Trail has so many parallels to her hunter jumper background, she says, because “it’s rhythm, it’s track, it’s lift, and just because those poles are 6 or 8 inches off the ground, it’s no different than galloping to a 3-foot-6 oxer. I always had more guts than brains, so this is much safer for me. The geometry of trail comes easily for me, I don’t have any struggle with the math – I can visualize and I can see my way through.”

Her dedication to the event paid off at the recent All American Quarter Horse Congress not once but twice.  First, she knocked it out of the park with her gelding, Acrobatt, as Congress Champion in the L2 Amateur Select Trail, and then she followed it the very next day with a win in the 4 & 5 Year Old Non Pro Trail Stakes with “Battman” to the tune of $3832.54.

Her trainer, Nick Mayabb, also cinched a L3 Bronze Championship with him in the Junior Trail, and Nancy says Battman is the one to credit for her own success.

“He did it,” laughs Nancy.  He’s a Savant – absolutely a trail Savant.”

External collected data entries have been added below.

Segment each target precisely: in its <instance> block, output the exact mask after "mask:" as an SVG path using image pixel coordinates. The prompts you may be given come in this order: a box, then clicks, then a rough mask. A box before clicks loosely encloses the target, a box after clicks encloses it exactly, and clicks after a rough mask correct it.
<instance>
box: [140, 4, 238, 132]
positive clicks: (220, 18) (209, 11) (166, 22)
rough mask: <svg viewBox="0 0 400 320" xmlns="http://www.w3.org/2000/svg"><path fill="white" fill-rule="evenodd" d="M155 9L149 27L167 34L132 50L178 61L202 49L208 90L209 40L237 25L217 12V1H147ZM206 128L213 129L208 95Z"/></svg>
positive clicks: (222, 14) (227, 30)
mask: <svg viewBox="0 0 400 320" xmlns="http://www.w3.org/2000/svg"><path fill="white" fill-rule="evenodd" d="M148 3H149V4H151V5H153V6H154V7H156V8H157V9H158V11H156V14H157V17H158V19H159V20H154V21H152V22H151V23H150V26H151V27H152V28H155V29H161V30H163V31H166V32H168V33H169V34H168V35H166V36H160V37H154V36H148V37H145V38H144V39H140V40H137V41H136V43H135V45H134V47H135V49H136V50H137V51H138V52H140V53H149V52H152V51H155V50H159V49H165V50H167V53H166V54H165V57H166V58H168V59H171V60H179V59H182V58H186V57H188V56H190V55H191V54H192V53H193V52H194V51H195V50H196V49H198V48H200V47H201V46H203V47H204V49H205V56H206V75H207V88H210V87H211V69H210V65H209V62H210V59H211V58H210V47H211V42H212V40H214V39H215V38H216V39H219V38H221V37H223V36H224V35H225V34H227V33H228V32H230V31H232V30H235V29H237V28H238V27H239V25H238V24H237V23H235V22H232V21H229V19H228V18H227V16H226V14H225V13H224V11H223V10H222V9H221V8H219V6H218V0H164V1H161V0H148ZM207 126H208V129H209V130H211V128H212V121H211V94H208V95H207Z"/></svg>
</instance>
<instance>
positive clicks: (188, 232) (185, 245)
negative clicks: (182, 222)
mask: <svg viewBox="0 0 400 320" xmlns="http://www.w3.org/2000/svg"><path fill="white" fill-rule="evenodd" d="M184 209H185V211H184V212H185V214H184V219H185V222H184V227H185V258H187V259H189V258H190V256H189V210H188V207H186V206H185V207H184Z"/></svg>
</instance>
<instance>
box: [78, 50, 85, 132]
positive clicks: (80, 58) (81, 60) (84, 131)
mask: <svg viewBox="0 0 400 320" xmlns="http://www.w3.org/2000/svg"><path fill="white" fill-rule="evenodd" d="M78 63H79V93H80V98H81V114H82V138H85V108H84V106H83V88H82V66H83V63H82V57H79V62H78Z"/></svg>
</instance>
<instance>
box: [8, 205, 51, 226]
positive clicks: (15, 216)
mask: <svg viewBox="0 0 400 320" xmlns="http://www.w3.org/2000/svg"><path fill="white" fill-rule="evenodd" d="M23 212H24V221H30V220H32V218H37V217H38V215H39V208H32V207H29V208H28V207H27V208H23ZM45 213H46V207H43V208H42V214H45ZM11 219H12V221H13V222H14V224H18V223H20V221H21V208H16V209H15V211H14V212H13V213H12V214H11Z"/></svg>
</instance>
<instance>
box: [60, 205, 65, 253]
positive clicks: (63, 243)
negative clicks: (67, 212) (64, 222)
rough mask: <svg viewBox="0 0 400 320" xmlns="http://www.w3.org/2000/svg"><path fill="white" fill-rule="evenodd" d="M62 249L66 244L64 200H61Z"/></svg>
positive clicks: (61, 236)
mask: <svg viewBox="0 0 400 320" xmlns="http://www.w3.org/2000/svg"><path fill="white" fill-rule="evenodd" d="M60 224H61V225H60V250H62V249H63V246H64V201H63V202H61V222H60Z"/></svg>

She explains she bought Battman not quite two years ago after she spotted him in a paddock at SeaRidge Farms, and he belonged to her good friend, Deb Craig. “I said, what are you going to do with that one, because if you ever decide to sell him, I want him.”

“A few months later, I got a call from Deb, and she said, ‘Were you serious?’ She said, ‘Well, you haven’t ridden him or vetted him,’ but I just knew. I’ve had a lot of good horses over the years, and they find you somehow, this – the horse show gods saved the best for last.”

In her final trail class at Congress, the 4 & 5 Year Old Non Pro Trail, Nancy went first in the draw, and she wasn’t expecting that, she reveals.  “So I felt like I was a little raggedy at the start, but he is such an honest horse, if I just stay in the middle and stay out of his way, usually he helps me. He’s a very rhythmic horse, and Nick has him so square and lifted, as long as I don’t do something off the reservation, he comes with me, and he’s a natural. Basically, I just have to stay out of trouble and remember where I’m going, which is always a challenge for me. He can lope all day long, I have some physical issues that make the trots really miserable, so I don’t fight it and he does it for me.”

Nancy also explains that she tells Nick Mayabb he got her at the right time in her life because she spent most of her life being a brick and not a sponge.  “I have Mark Dunham to thank for teaching me to be a sponge. I told Nick, if I had not learned to be a sponge before I came to you, I’d have been out of here in a second – you would not have put up with me.”

She says she really wanted to learn how exhibitors were riding trail today, riding off the leg with lift yet allowing flow. “We have a lot going on in the event, so a few months into it, and I looked at him and said, ‘Had I known it was this hard to coordinate my leg and hand, I don’t’ know that I would have started,’ but he didn’t fire me, he didn’t throw me out, and he didn’t quit. So I’m stuck and I have to follow it through!”

Nick’s strategy for the team was to send them in there, Nancy explains, without going over any poles in the warmup pen.

The most remarkable feat, Nancy concludes, was that she had won Trail her rookie year in 2001 at the Congress and was Reserve in the Western Riding.  “But even more importantly, I was fourth in the Amateur Trail that year.  At that time I thought the novice was not a big thing – I wanted to be with the big kids,” she admits.

Because of that last experience, she now feels like she has bookends – from the beginning when she was just starting out, and that from 2023.  “I have bookends for my mantle for my fireplace. Who knows in this life how much longer we have to go, and I’m waiting to wake up from my dream.”